Quantum Photonics on a Single Chip?

Lithium niobate is becoming the silicon of quantum optics

2 min read
Small coin next to photonic chip to show scale
Photo: Nanjing University/American Physical Society

Researchers from Nanjing University, Beijing Institute of Aerospace Control Devices, and Southeast University, Nanjing, in China have demonstrated the creation of entangled photons and their manipulation on a single chip. The group reported this research last week in Physical Review Letters.

The researchers used lithium niobate (LN) as the material for the chip. LN, widely used in cellphones and modulators in telecommunications, is a material with a highly nonlinear response to light. Because of these optical properties it allows the integration of a number of quantum devices, and it is becoming the material of choice for the fabrication of photonic chips.

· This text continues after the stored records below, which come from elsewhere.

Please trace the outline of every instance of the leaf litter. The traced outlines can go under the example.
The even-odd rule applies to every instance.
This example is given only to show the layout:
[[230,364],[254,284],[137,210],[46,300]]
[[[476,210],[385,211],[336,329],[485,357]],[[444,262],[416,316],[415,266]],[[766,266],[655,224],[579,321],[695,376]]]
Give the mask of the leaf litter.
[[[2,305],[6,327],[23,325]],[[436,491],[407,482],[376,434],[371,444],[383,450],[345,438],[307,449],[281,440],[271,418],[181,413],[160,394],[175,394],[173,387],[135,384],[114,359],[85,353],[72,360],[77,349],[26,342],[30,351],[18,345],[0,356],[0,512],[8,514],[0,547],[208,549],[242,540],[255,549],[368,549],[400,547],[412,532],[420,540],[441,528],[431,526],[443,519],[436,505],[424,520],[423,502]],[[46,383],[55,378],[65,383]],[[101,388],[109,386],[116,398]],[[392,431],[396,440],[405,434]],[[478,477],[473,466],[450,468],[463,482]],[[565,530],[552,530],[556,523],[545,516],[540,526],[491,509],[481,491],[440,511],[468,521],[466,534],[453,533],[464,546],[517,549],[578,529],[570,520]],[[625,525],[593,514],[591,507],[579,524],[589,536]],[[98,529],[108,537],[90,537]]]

To demonstrate the extent to which the integration of optical elements is possible, the researchers created on the chip nine similar units that produce photon pairs of different wavelengths that match the C and L telecom bands. Three of these units contain elements for the manipulation of entangled photons.

 

Each of these units consist of three sections. In the first section, polarized light enters a Y branch and then passes through an electrooptical modulator which can change the phase difference between the light in the two paths. Then the photons enter two waveguides with periodical structures, created in the second section of the chip. The periodically poled LN (PPLN) is a part of the chip where the electric dipole moment of the NL crystals alternate from up and down in a periodical fashion, changing the waveguides into miniature "wigglers" if you will. This periodic structure is obtained by applying a very short high voltage pulse to the LN surface through a grid-like periodical electrical contact.

One of the properties of PPLN waveguides is that they can split each photon entering the waveguide into two photons with half the energy of the incoming photon. Because these two photons are created from a single photon, they are entangled.

In the third section the entangled photons meet in a waveguide beam splitter and realize quantum interference, then they are transferred to two adjacent waveguides.

The degree of entanglement can be changed by changing the phase difference between the photons in the two channels with the electrooptical modulator in the first section. The type of entanglement that takes place on the chip is called "path entanglement," explains Ping Xu of Nanjing University and a member of the research group. "The photon can be in one path or the other path simultaneously or separately — it is a superposition of the occupation of different paths," she says.

By changing the phase difference between the two photon streams with the electrooptical modulator, the researchers could control the amount of entanglement — the amount of "bunched" electrons. They verified the existence of the entangled photons with two-photon interferometry (Hong-Ou-Mandel interferometer), which determines whether photons arrive exactly at the same time, which they do when they are entangled.

According to Xu, their research is a definite advance: "For the first time a PPLN is used for waveguide circuits, allowing the compact generation and manipulation of entangled photons," she notes.